Children and adults sort through mounds of gifts, toys, and sports equipment at “the North Pole.”
Children and adults sort through mounds of gifts, toys, and sports equipment at “the North Pole.”

The local Jewish community has rallied around the more than 100 residents of a Perth Amboy condominium and apartment complex left homeless by a fire less than a week before Christmas.

Jewish institutions donated toys, toiletries, clothing, and cash to the residents, after the fire devastated 32 apartments in Perth Amboy’s Harbortown housing complex.

The Jewish Renaissance Foundation organized an event Dec. 23 at which victims received contributed goods and were treated to meals donated by Perth Amboy restaurants. Each of the families affected by the Dec. 19 fire was also given $150-$160.

“It just warms my heart so much that the Jewish community reached out to their neighbors in distress on one of their holidays,” said Alan Goldsmith, president of the foundation, which runs the Jewish Renaissance Medical Center in Perth Amboy.

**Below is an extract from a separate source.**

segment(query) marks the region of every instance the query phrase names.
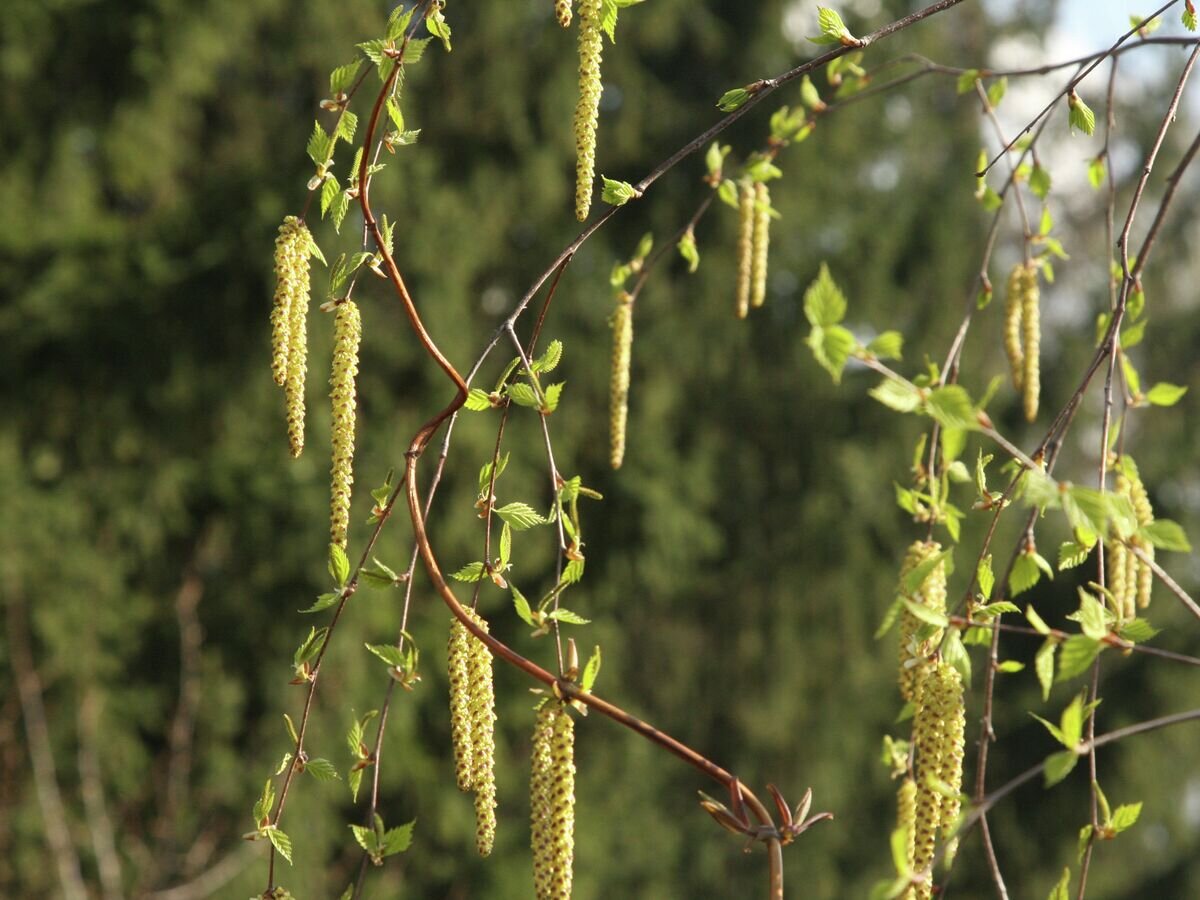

Rabbi Melinda Zalma of Congregation Beth Mordecai served as an official event host at the medical center, helping with clothing selection and leading families to “the North Pole,” a large room filled with an assortment of toys and games. Both the synagogue and the Harbortown complex are located on High Street. Zalma said Beth Mordecai congregants filled a barrel and at least 10 bags full of donated items, more than enough for the affected families. The remainder is to go to the Salvation Army and other similar organizations.

“We’re always taught to think about others and have compassion for our neighbors,” Zalma said. “We may not have known anybody who lived there, but we are in Perth Amboy and we have an obligation to the city.”

One of the largest donations came from the Jewish Community Center of Middlesex County in Edison, which was still collecting items two weeks later and sent over another vanload of goods on Jan. 10.

“I can’t even tell you how much we sent,” said Paula Rann, the JCC’s director of fund-raising and member services. “It just kept growing and growing.”

Goldsmith said the Renaissance center was able to put together the gathering on such short notice by sending out messages to its vendors and faith-based partners, including the New York Jets football team and McGuire Air Force Base, which sent a truckload of clothing and toys. Two Marines in full-dress uniform distributed items through its Toys for Tots campaign. Also attending the event two days before Christmas was Perth Amboy Mayor Wilda Diaz.

“We got a good ton of clothing and food,” Goldsmith told NJJN. “We decided to also open up the event to the homeless in town. One gentleman told me he just got out of the hospital with frostbite. All he had were open-toed sneakers. He took some shoes and socks and coats and couldn’t stop thanking me.”

Goldsmith said he already has an idea of what to do with the surplus from the huge quantity of donations. As head of one of the two designated community action agencies in Middlesex County providing services to low-income families, he said he wants any unused items — including blankets, bedding, and emergency supplies — designated for use during disasters. He has already entered into discussions with Perth Amboy officials about using a closed firehouse for storage and with Woodbridge officials to arrange for the use of a facility there. The foundation would be the overseeing agency.

Goldsmith said he draws inspiration from the biblical patriarch Abraham and his hospitality to strangers.

“Avraham Avinu was known for his kindness and, no matter what, he opened his doors to anyone,” he said. “I’m very spiritual and I think just as Abraham was tested by the angels who visited him, we are being tested by the Almighty — and I hope we passed.”